La canna domestica e i giocattoli di una volta

VITTORIO MORELLI.

Uomo che lavora la canna

La canna domestica rappresentava una risorsa importante per l’economia agricola del passato; con canne spaccate ed intessute si facevano graticci per seccare i fichi, per raccogliere le marrocche nel granaio, per fare delle siepi di protezione o delle pareti dei pollai e dei covile delle pecore.

Canne per appendere i fili di lana appena lavati o colorati, canne per appendere i salami, canne per supportare i telai per asciugare le foglie di tabacco, la canna usata come semplice bastone, le canne per incannizzare il tetto, su cui veniva spalmato dell’argilla prima di coprire il tutto con i pengi, canne per realizzare lamie e tramezzi impastati con argilla, per fare dei capanni, recinti, la cannizzata, giacigli, controsoffittature, bastoni, canne da pesca, mollette per panni, supporti per piante orticole, per produrre biomassa.

Con i listelli di canna si costruivano ceste, canestri, cajoni (grossi cesti) per il fieno e la paglia, culle.

De lu cannizze, canneto, piantagione spontanea della canna domestica, non si buttava nulla, tanto che il canneto era censito nei Catasti e soggetti alla tassazione; le foglie di canna (la frossce de canne) venivano raccolte per il bestiame.

Gli anellini di bambagia, posti tra un anello e l’altro, venivano usati per tamponare e cauterizzare le piccole ferite.

Cesto di canna

Il pastore o mandriano, per ammazzare il tempo, tagliava alcune canne per fare degli zufoli, anche dei giocattoli.

Alcuni pezzi, di canna e  legno, erano diversi da località a località e venivano costruiti e  utilizzati nel periodo della Passione: lu kirre kirre e/o valichire era l’unico strumento che interrompeva il silenzio pasquale dal giovedì santo, a tutto il venerdì e il sabato.
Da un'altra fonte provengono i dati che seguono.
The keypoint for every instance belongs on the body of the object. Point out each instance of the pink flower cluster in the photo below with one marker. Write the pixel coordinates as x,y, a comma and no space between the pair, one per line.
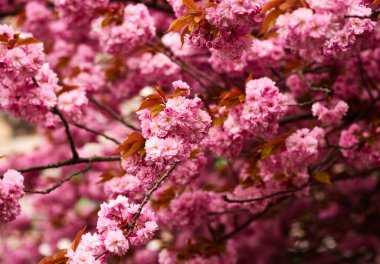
327,115
256,117
21,96
126,185
113,226
226,25
136,28
11,190
79,12
360,145
301,150
169,135
19,61
323,26
115,218
190,208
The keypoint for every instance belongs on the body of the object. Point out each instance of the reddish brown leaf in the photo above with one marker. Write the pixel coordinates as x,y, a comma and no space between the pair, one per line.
160,92
107,176
77,239
154,110
26,41
190,5
57,258
3,38
67,88
270,20
180,23
232,98
272,4
134,143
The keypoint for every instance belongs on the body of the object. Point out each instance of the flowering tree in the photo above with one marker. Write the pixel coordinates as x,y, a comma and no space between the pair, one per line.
226,131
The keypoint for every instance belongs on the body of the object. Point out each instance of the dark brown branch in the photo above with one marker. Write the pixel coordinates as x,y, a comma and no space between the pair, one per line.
280,193
68,133
69,163
295,118
147,197
58,184
248,222
164,8
184,68
131,226
93,131
112,113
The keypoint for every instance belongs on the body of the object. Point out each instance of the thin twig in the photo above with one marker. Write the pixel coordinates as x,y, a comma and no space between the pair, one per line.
295,118
68,133
112,113
185,69
147,197
69,162
228,200
58,184
93,131
248,222
131,226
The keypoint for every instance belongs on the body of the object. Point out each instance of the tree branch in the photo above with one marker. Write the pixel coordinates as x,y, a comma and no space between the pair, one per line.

Imitava il gracidare delle rane, lo stridere e il battere dei martelletti a mo’ di gualchiera.

La valechire, rumore prodotto da due martelletti che battono su una tavoletta di legno.

Lu kirre kirre, voce onomatopeica, simile alla racanella, derivante dallo stridere di una ruota dentata in legno contro una canna spaccata.

La racanelle, piccola rana, il cui suono imita il gracidare delle rane.

La raganella - La racanelle

Lu ciùfele, lo zufolo o piffero; un pezzo di canna veniva traforato, la sommità veniva appuntita simile all’imboccatura di un flauto. Emetteva fischi e suoni dolci. E’ l’antesignano del flauto. La sdjarrazze, pezzo di canna appuntito per nettare le scarpe dal fango. La canna fisthje, canna di palude, che fischia come alle folate di vento.

Foglia dell’arundo, canna domestica, di cui un pezzetto veniva imboccato e soffiato per emettere suoni.

L'utilizzo della canna domestica viene rivisitato in chiave moderna: l'artista Giuseppe Di Iorio ha esposto una serie di lavori al Convitto Nazionale di G. B. Vico di Chieti, in particolare presepi, personaggi, ambienti ed altre raffigurazioni con listelli di canna cuciti e incollati con doviziosa pazienza e gusto. E' superfluo ricordare che la canna domestica può essere utilizzata nell'edilizia per insonorizzare e isolare le pareti dall'umidità, dai rumori, dalla escursione termica.